B&N, ADL and Scholastic Team Up
on a Book to Educate Against Hate

Published as a primer for parents.
This week Barnes & Noble and the Anti-Defamation League kick off their Close the Book on Hate campaign with the publication of Hate Hurts:How Children Learn and Unlearn Prejudice written by the ADL and published by Scholastic.
The idea for Hate Hurts sprung from one of the co-authors' experience with her own child after the Columbine shooting and a subsequent conversation she had with B&N chairman Len Riggio. "I went in search of this book and it didn't exist," said Caryl Stern-LaRosa, an educator with the ADL for over 20 years. When Stern-LaRosa told Riggio that there was no such book as a "parents' primer against hate", she said he asked her why she hadn't written it yet.

Shortly after that Riggio brought Scholastic into the mix and editor-in-chief Jean Feiwel got involved. "It developed from there," said Feiwel. "It happened last fall and we've been on a breakneck schedule ever since." The first printing is 50,000 copies. Hate Hurts will be available at all B&N stores and at barnesandnoble.com, along with other bookstores and online retailers.
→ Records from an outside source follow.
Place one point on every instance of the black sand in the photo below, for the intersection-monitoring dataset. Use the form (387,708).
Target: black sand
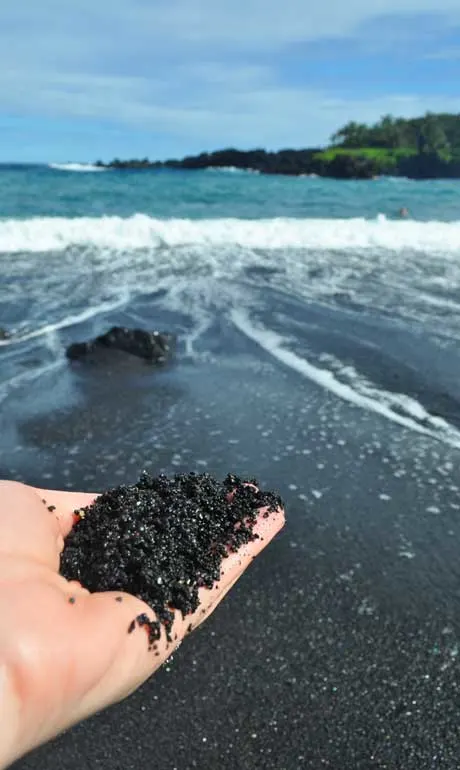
(339,648)
(162,539)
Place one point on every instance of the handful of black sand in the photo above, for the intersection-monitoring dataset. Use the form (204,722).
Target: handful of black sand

All 550-plus B&N stores will prominently feature tolerance titles this month. Riggio told PW that he hopes to create a new bookselling section that publishers would want to publish titles for, much as it did for children with disabilities ten years ago (a special project directed by brother Steve Riggio, who has a child with Downs Syndrome). "I think in the long run we'll do some good here," said Len Riggio. "We hope we might be able to see a spate of publishing in this area. And we think it is the booksellers' answer to censorship."

Along with Hate Hurts, the Close the Book on Hate campaign includes a book list of 150 tolerance-teaching titles, among them Walking with the Wind by John Lewis, Anne Frank Remembered by Miep Gies and Heather Has Two Mommies by Leslea Newman.

The ADL and B&N will sponsor events around the country for its campaign that will draw on whatever star power that is available. Former senator Bill Bradley has already signed on as honorary chairman of Closing the Book on Hate and others are welcome.